The idea of survival by any means was the harsh reality for women who lacked connections or a man, whether husband, father or otherwise, as their protector, said Moira Buffini, who created and produced the series with Alison Newman.

A woman without such a safety net might end up in the sex industry, said Buffini, who says the tally is startlingly large when all connected to it are included “One in five women were working as sex workers or in associated businesses, like cleaners or cooks in the house,” she said. “There were three sex shops in Covent Garden; condom makers; back street abortionists, and the child-minders who looked after the prostitute’s children while they worked.”

London’s Covent Garden, now a popular shopping and tourist area, was the city’s version of a red-light district in the 1700s. It even boasted a guidebook to individual prostitutes, “Harris’s List of Covent Garden Ladies.”
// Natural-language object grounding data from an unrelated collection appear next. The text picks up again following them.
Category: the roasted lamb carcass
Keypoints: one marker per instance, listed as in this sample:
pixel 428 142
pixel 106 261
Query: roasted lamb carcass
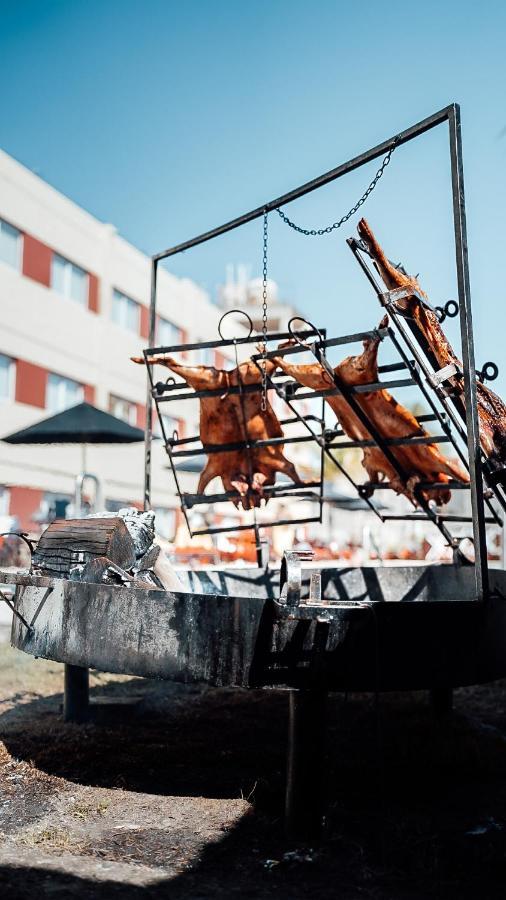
pixel 419 462
pixel 491 409
pixel 227 419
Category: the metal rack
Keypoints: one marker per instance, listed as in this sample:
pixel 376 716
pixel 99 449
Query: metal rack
pixel 451 116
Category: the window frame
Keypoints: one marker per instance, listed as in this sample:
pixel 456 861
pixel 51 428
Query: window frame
pixel 162 321
pixel 67 280
pixel 19 248
pixel 130 420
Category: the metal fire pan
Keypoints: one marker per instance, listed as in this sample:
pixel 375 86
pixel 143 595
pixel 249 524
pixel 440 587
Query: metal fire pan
pixel 379 628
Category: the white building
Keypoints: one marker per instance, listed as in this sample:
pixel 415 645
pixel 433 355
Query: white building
pixel 75 301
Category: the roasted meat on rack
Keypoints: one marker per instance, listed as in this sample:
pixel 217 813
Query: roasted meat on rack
pixel 418 462
pixel 491 409
pixel 233 418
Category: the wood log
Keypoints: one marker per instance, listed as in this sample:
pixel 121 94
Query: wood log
pixel 72 542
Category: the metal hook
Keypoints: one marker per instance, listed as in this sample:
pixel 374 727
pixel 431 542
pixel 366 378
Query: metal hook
pixel 449 310
pixel 239 312
pixel 488 372
pixel 161 385
pixel 295 336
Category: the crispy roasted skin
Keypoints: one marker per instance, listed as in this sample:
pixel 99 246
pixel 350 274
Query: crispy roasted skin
pixel 491 409
pixel 419 462
pixel 222 421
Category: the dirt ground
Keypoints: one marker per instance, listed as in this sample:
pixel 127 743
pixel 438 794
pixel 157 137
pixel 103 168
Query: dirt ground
pixel 180 794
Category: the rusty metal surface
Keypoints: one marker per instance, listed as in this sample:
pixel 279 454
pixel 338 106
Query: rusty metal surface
pixel 382 628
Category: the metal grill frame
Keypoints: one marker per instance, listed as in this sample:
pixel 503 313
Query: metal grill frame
pixel 181 391
pixel 450 115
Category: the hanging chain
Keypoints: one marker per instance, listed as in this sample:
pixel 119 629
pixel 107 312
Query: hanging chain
pixel 352 211
pixel 264 314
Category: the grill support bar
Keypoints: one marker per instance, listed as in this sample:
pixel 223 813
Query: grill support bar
pixel 450 114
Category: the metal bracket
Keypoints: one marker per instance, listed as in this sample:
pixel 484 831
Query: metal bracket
pixel 290 580
pixel 439 377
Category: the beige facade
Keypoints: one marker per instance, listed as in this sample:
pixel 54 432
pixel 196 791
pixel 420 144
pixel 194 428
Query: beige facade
pixel 68 329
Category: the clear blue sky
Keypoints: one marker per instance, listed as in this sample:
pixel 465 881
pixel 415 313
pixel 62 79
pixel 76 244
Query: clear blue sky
pixel 168 118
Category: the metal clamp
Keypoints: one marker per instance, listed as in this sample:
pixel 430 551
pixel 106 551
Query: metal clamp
pixel 488 372
pixel 438 378
pixel 239 312
pixel 290 580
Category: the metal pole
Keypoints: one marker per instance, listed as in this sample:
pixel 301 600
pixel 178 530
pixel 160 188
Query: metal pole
pixel 379 150
pixel 441 700
pixel 76 696
pixel 148 436
pixel 304 800
pixel 466 332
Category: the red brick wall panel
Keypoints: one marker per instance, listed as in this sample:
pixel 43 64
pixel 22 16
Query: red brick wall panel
pixel 219 360
pixel 89 393
pixel 144 322
pixel 93 293
pixel 24 502
pixel 31 381
pixel 37 260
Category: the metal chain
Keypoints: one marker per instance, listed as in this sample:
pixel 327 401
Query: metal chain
pixel 263 405
pixel 351 212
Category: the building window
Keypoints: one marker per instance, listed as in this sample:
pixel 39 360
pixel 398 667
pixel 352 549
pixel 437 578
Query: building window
pixel 61 393
pixel 125 311
pixel 165 522
pixel 10 245
pixel 123 409
pixel 69 280
pixel 167 334
pixel 7 372
pixel 5 499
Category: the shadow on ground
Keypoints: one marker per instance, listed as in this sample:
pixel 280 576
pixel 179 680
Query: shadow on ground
pixel 417 806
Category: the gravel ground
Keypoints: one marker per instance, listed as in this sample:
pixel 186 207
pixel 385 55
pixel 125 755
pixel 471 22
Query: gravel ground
pixel 179 794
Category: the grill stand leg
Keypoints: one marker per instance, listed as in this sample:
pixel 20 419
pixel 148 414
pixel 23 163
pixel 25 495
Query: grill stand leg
pixel 441 700
pixel 304 801
pixel 76 697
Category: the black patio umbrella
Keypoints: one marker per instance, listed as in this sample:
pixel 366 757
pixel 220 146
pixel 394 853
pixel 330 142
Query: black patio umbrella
pixel 81 424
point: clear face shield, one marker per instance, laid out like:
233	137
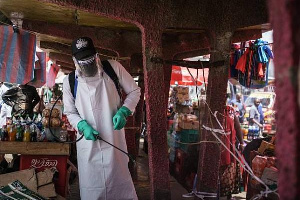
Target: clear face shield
88	67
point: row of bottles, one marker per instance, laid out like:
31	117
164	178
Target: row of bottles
21	133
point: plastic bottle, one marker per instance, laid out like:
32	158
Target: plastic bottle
26	136
20	133
63	136
33	134
4	136
12	133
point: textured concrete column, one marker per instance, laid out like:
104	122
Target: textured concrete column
285	19
209	157
156	116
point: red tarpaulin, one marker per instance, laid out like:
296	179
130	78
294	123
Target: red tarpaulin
183	77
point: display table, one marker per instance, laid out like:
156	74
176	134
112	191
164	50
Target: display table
41	155
35	148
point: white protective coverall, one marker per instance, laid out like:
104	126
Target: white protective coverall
103	170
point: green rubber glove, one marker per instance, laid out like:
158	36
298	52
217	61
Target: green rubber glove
87	130
119	119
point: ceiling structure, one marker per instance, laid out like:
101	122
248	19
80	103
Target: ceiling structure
36	11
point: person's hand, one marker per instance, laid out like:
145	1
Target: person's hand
119	119
88	131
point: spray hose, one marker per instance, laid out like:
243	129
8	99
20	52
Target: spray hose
98	137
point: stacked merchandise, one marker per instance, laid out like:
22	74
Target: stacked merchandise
36	130
186	125
250	67
264	167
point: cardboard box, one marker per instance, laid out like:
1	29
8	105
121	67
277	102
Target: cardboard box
27	177
47	191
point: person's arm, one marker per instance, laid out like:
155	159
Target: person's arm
238	130
69	104
252	113
129	86
36	97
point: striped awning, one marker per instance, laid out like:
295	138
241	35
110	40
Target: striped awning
17	55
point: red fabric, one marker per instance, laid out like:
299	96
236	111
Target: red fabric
241	64
260	70
17	55
51	75
226	157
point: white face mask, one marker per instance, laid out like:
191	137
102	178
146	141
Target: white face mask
88	67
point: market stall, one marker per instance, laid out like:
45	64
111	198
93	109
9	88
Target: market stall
32	134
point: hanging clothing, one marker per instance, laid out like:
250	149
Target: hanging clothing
103	170
253	65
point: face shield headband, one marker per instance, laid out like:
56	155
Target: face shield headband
88	67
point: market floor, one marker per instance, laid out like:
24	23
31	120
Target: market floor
142	184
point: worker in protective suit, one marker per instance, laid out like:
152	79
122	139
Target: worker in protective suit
97	109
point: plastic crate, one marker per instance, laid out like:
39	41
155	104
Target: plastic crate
172	155
39	163
189	135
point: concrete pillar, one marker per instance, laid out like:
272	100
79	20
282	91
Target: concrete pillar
284	15
156	116
209	157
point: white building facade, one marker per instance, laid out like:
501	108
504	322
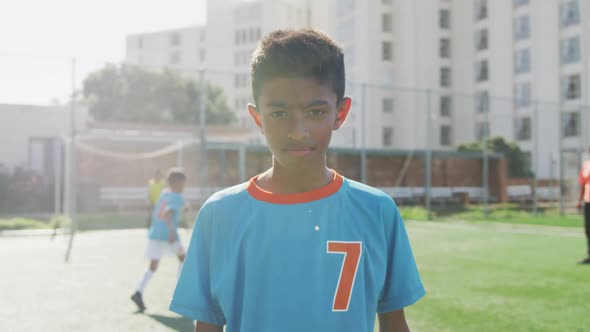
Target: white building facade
423	74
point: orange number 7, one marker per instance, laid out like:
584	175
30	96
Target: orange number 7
352	256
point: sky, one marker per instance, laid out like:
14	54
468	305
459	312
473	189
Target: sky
39	38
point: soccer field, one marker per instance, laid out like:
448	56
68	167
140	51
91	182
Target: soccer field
479	277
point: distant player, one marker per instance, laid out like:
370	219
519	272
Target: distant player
584	180
155	187
298	247
163	233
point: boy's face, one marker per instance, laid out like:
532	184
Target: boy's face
297	117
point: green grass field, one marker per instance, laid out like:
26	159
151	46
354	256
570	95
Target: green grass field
479	277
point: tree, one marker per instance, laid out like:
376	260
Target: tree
518	163
132	94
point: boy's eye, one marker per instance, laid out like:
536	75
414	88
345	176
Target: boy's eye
278	114
316	111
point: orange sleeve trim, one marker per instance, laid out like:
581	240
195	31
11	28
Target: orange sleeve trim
266	196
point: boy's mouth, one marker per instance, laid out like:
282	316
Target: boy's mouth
299	151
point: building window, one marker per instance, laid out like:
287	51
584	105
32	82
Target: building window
175	58
571	87
445	77
523	129
387	105
570	13
522	27
387	51
345	30
387	78
481	10
445	48
481	40
445	135
175	39
571	124
387	136
344	7
445	106
482	102
570	50
482	130
481	71
519	3
522	61
522	94
386	23
444	19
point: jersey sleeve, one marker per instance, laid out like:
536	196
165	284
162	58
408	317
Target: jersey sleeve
403	286
192	297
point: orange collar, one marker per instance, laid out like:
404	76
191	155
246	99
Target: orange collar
266	196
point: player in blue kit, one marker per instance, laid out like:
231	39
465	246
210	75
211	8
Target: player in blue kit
163	234
298	247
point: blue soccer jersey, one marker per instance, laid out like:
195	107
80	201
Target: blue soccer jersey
168	201
325	260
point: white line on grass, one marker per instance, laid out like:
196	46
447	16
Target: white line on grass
504	228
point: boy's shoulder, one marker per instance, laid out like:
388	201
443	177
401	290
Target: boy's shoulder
228	196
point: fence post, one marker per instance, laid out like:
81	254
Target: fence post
242	162
364	133
535	156
203	169
179	154
485	170
72	165
428	156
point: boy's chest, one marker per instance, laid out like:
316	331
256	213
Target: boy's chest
324	259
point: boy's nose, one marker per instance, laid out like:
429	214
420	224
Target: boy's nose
298	129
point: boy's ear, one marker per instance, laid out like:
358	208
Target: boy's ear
342	112
255	115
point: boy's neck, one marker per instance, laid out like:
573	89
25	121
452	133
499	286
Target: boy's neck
281	180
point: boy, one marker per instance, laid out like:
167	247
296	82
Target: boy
584	180
163	233
298	247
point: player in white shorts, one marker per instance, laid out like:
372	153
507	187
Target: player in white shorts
163	234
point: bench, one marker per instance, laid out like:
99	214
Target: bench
474	194
519	193
548	193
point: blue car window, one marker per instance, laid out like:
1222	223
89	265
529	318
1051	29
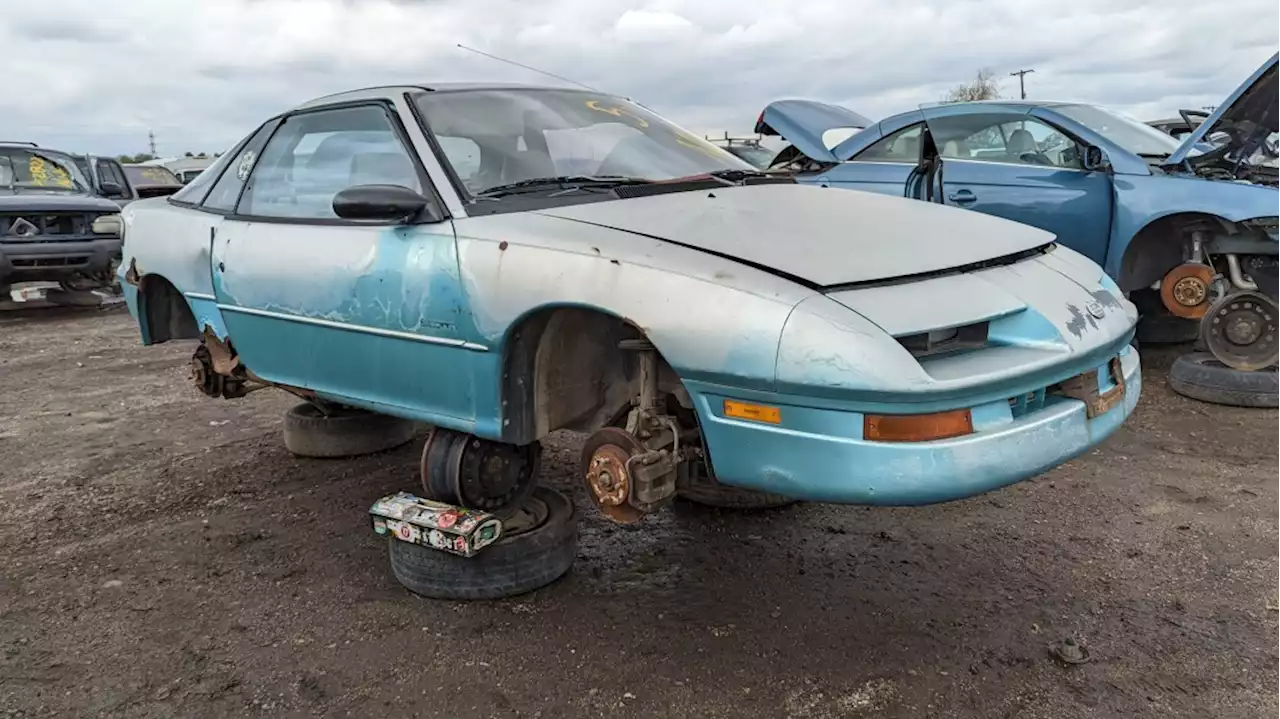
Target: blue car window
901	146
316	155
996	138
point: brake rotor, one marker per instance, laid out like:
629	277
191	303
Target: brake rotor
604	470
1243	330
1185	289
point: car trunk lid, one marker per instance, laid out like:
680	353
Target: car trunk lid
817	237
804	123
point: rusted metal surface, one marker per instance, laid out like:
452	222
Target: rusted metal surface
223	356
1086	389
607	456
1185	289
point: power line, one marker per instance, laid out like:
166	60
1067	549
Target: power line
526	67
1022	79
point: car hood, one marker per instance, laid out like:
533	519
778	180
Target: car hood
37	201
804	122
818	237
1248	115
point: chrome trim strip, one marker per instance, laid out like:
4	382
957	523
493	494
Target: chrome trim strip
379	331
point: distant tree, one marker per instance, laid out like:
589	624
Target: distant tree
983	86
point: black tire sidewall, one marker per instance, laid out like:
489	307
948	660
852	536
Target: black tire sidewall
344	433
1201	376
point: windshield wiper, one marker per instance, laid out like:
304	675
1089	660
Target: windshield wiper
561	182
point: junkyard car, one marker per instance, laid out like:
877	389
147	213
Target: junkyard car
419	252
1191	229
152	181
53	228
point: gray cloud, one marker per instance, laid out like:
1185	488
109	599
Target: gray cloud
201	74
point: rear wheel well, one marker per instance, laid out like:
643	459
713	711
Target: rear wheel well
165	311
563	370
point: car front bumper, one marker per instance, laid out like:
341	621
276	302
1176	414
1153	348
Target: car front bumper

Newman came across a copy, which opened a window for the creative partners on the “amazing outlaw society of 18th-century harlotry” and led to “Harlots,” Buffini said. But it wasn’t Buffini’s first work on the general subject. “Loveplay,” which received an Olivier Award nomination for best comedy play in 2003, dealt with it as well. The inspiration for that was more direct. Early in her career, she taught drama to female prison inmates and discovered how many had supported themselves as prostitutes.

“It struck me they were defined by what they did and not by who they are. Because I knew who they were, it struck me as odd,” she said. She’d already seen the toll it could exact on one individual, an older woman who had been left in a “bad way” by her past life and who Buffini’s mother helped care for.

“You could see the way her job had played out in her life. You could see the damage, not just on her but on her children’s children,” she said.

“Harlots,” with its lavishly costumed and painted prostitutes, looks at both the hard-earned freedom and the anguish such a life accorded. But given the number of people now working in the sex industry, voluntarily or not, why not tackle the modern reality?
Buffini has a ready answer.

“History gives you a fascinating prism through which to look at the contemporary world and to look at contemporary gender politics. History removes you from the dead weight of documentary, if you like, as a dramatist,” she said. “It frees you from that and it gives you a language and gives you a bright, focused color palette in which to explore quite specific things.”